Thursday 29 October 2009

THE MESSENGERS


Oxide & Dnny Pang, 2007, USA

Diverting but ultimately mediocre haunted farmhouse blending of American and Japanese horror by the Pang brothers. Like their former supernatural scarer "The Eye", the Pang execute some decent atmosphere and spooky moments, all with visual panache, but similarly it progresses into a car crash of logic and dramatics. White-faced, jittery digital effects ghosts and sunflowers make for an odd combination, but you can’t completely fail with the scary sound of someone running around upstairs when you know you’re alone, or something ominous in the basement. There is a nicely staged bird attack, but this too ultimately is all show and no point. Perhaps the creepiest and subtlest detail are the claw marks leading to the cellar door… which strangely nobody notices.

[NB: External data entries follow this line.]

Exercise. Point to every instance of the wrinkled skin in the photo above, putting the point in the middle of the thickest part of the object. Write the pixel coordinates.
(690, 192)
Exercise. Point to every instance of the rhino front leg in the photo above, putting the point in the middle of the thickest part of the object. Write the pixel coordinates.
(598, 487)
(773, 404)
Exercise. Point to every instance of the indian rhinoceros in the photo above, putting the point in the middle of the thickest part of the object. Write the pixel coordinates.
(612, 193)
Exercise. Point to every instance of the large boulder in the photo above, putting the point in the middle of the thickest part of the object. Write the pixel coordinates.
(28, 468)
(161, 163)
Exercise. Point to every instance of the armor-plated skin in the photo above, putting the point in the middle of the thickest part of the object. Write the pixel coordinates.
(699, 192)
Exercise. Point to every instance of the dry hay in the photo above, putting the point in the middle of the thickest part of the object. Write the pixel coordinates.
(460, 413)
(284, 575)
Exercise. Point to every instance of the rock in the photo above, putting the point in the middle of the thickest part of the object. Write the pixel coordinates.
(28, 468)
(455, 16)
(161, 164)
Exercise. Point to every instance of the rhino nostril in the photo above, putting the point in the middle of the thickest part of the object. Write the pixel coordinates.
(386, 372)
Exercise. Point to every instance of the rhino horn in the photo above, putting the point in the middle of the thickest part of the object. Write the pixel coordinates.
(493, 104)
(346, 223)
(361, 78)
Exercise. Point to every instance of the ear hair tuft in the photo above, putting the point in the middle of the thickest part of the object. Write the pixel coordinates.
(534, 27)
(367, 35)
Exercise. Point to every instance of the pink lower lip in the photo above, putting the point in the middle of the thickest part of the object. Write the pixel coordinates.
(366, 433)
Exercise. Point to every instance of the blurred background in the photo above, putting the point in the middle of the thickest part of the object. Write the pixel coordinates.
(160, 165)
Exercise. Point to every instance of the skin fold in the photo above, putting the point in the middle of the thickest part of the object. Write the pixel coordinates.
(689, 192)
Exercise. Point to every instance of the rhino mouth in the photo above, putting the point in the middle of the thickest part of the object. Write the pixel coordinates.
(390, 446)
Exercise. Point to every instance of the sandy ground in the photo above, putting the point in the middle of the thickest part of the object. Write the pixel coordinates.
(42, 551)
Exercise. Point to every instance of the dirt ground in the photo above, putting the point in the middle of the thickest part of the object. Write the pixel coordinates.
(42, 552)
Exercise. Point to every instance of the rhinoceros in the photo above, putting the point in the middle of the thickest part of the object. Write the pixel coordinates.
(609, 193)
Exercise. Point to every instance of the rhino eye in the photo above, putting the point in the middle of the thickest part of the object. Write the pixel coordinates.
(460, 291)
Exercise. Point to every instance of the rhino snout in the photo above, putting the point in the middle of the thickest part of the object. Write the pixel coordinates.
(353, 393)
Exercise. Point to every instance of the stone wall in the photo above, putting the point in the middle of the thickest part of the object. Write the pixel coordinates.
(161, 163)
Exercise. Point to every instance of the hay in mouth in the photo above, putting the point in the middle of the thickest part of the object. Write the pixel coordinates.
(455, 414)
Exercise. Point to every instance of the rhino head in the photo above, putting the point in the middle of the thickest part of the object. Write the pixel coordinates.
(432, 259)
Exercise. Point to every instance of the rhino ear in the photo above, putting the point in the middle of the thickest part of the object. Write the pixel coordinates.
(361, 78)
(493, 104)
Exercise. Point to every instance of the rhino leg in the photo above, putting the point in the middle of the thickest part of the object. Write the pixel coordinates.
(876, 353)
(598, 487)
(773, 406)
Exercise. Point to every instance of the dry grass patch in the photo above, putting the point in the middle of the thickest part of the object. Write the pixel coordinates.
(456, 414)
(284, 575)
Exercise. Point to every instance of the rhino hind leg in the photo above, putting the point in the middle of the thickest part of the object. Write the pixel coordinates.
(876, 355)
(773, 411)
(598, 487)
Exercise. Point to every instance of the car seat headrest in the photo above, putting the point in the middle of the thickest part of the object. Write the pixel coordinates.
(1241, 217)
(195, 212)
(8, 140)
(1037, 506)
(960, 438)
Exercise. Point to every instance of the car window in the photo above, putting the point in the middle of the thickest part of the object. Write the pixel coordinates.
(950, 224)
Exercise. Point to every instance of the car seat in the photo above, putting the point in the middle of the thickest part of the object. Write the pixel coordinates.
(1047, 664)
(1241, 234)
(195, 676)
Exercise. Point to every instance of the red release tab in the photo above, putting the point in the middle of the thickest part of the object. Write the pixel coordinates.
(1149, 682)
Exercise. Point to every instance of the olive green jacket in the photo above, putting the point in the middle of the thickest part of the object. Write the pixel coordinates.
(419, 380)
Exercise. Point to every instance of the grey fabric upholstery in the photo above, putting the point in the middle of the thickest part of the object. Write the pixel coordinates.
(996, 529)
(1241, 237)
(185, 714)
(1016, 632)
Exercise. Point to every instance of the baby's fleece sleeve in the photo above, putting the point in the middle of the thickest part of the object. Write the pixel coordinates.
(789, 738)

Not knowing what to do with the end, it falls back on the demonic murderous father-figure rampage. A flip is switched and there he goes, just to trigger some ending of some kind. Which immediately makes the prologue a cheat: in the showdown, our rampager spouts the usual psycho-on-the-loose platitudes about women being bad girls and not doing what they’re told, and so on - but in order for the prologue to achieve ambiguity, he did not behave that way at all when we first experienced him going berserk. Not one psychotic word. Trying to make sense of this final revelation makes the ghosts that particularly confused brand who seem to be trying to send a warning to the new house owners by attacking them and scaring them to death. Japanese ghosts in particular are vengeful and confused manifestations - they often behave this way - but sending such a mixed message doesn’t help with internal logic here. As with "The Eye", it is this somewhat disastrous last act that sabotages any goodwill earned in the set-up.